After a difficult obstacle-ridden first year at Zamzama, the store moved to The Forum.

“There is a story behind that,” says Moosajee narrating yet another anecdote.

“While I was searching for another location, a friend who runs a shoe business told me she had found a 1,000-square feet shop at The Forum and was looking for partners to share the rent. I roped in another friend who was starting up the Raintree Spa and the three of us joined hands.”

With the new partnership and outlet in place, Moosajee – who in his own words thrives on change – flew to Thailand for his next project: a course in reflexology in order to personally train the staff at the Raintree Spa. This time he also decided to do his own shop interiors, and in record time.

“I once hired someone to do our shop interiors and it took six months, as a result of which we ended up offering our summer line in winter. We couldn’t afford to wait that long. Now I do the interiors myself. I had our Forum outlet ready in four days, in time for the Eid shopping rush.”

Although sales went through the roof at the Forum store during that Ramazan, the three partners still didn’t have enough cash to fulfil their dreams of expanding and this is when Moosajee decided to franchise EGO.

“We told potential franchisees that we would take care of their losses for six months.”

EGO franchises soon opened in Lahore and Islamabad.

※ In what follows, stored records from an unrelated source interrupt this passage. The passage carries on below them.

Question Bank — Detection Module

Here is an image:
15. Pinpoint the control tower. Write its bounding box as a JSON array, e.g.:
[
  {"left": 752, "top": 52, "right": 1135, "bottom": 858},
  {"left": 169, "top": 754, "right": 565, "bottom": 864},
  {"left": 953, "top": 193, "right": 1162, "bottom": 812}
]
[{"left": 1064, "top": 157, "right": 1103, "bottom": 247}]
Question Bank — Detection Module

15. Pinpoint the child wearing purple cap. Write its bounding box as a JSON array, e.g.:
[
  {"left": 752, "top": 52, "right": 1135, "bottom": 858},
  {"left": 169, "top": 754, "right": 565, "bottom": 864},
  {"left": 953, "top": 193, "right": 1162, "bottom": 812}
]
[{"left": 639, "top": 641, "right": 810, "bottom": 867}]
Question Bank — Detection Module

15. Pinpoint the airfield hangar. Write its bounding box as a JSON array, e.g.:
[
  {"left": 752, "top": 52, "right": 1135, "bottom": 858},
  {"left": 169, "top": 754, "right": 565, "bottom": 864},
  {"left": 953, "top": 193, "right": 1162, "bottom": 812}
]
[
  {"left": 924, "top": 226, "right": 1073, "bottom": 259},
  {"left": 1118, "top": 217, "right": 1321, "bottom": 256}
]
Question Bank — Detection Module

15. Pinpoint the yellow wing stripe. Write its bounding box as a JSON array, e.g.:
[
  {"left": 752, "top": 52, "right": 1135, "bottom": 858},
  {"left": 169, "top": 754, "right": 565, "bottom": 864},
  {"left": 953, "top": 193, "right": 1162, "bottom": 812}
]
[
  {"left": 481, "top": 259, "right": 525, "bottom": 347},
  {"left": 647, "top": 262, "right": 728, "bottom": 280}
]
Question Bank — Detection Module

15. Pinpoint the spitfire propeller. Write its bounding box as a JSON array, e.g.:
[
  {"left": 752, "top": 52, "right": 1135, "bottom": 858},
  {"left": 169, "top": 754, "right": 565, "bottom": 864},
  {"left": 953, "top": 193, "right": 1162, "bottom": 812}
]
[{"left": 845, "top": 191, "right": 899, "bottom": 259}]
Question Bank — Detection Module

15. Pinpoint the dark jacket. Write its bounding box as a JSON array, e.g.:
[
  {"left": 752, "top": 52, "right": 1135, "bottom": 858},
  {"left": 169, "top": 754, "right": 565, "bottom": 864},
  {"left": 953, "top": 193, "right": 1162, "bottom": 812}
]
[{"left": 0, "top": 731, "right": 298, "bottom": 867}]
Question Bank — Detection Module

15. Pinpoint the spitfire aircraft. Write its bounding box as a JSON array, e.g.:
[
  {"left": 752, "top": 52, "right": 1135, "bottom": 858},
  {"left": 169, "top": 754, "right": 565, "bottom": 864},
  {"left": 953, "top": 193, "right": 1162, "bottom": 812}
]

The first franchised store opened on M.M. Alam Road, another two at Haji Karim Bukhsh (HKB), also in Lahore and one store in F-7 Islamabad. By this time celebrities such as Zeb and Haniya were beginning to notice and endorse the brand, and EGO was slowly but surely expanding. There are currently 20 EGO stores in Karachi, Lahore, Islamabad, Gujranawala, Rawalpindi and three franchised stores in Dubai, Mauritius and the UK.


With competition increasing in the face of many big players, such as Al Karam, Gul Ahmed and Khaadi entering the prêt market, Moosajee is under no illusions about EGO’s standing in the game.


“We are on a middle path at the moment; we are too small for economies of scale and too big to be a boutique.”

Not one to be fazed by the challenge posed by bigger players, Moosajee continues to expand EGO’s offerings.

“We have just launched a line for working women, evening wear and accessories as well as one for unstitched suits. We have reorganised structurally and brought in specialists in embroidery and print making.”

His latest love – the one he talks about with a glint in his eyes – are his interior design projects. “I love these projects. They are short term, satisfy me at a creative level and are just right for my attention span.”

Mention The East End and he launches into (yet another) story about how he opened the restaurant as a result of a project-going wrong thanks to a minister who insisted that Karachi belonged to a particular ethnic group.


“The East End, which offers an eclectic mix of cuisines (including my daadi’s Bohri recipes) from the cultures that co-exist in Karachi, was my way of talking about the multiethnic flavour of this city.”


Starting a ground-breaking clothing retail business in an uncertain market, opening a high-end restaurant to drive home a point, Moosajee’s dreams are larger than life and appear to make no sense in a practical world – until they work of course. One also realises that he is in no mood to ‘learn’ as he launches into yet another delightful description of his plans for an interior project he is working on. When you look sceptical, he laughs...

“When my plan is in place, I bring in the architects for the reality check. That’s their job, not mine.”